We define a simple agent that uses OpenAI to answer questions.

ts
import { AgentBuilder, generateText } from '@purista/ai'
import { z } from 'zod/v4'

export const supportAgent = new AgentBuilder({
  agentName: 'supportAgent',
  agentVersion: '1',
  description: 'A helpful assistant'
})
  .addPayloadSchema(z.object({ prompt: z.string() }))
  .defineModel('openai:gpt-4o-mini')
  .setHandler(async (context, payload) => {
    const model = context.models['openai:gpt-4o-mini']

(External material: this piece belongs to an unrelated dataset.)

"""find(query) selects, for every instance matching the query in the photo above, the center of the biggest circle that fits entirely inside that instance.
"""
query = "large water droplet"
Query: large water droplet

    const answer = await generateText({
      model,
      request: { prompt: payload.prompt },
      onTextDelta: (delta) => context.stream.sendChunk(delta)
    })

    return { message: answer }
  })
  .build()

Developer's Map

This structural overview helps you identify which parts of the API handle Definition vs. Runtime Injection.

text
📦 Agent Lifecycle & Architecture
├── 🏗️ AgentBuilder (Design Time / "The Blueprint")
│   ├── 📝 .addPayloadSchema()         // The input data contract (Zod)
│   ├── 🤖 .defineModel()              // Required capabilities (text, json, RAG)
│   ├── 🛠️ .canInvoke()                // Commands allowed as tools
│   ├── 📢 .canEmit()                  // Events this agent can trigger
│   ├── 🧠 .persistConversation()      // Memory strategy (Presets: user/agent)
│   ├── 📚 .useKnowledgeAdapter()      // RAG source aliases
│   ├── 📡 .exposeAsHttpEndpoint()     // REST/SSE bridge for Frontend
│   └── 🔗 .canInvokeAgent()           // Dependency link in Command/Subscription

├── 🚀 .getInstance() (Runtime / "The Injection")
│   ├── 🔌 models: { ... }             // Concrete AiSdkProviders (OpenAI, etc.)
│   ├── 💾 conversationStore:          // Persistence backend (Redis, In-Memory)
│   ├── 📖 knowledgeAdapters: { ... }  // Concrete RAG backends (Pinecone, etc.)
│   └── 🏎️ poolConfig:                 // Concurrency & Rate limiting per pool

├── ⚡ Handler Context (Inside the Handler / "The Toolbox")
│   ├── 📡 context.stream              // Helpers: .sendChunk(), .sendReasoning()
│   ├── 🔧 context.tools.invoke        // Typed access to allowed commands
│   ├── 📜 context.conversation        // High-level: .addUser(), .buildPromptInput()
│   ├── 🔎 context.knowledge           // Typed: .query(), .upsert()
│   └── 🤖 context.agents              // Orchestration: .runText() / .runObject()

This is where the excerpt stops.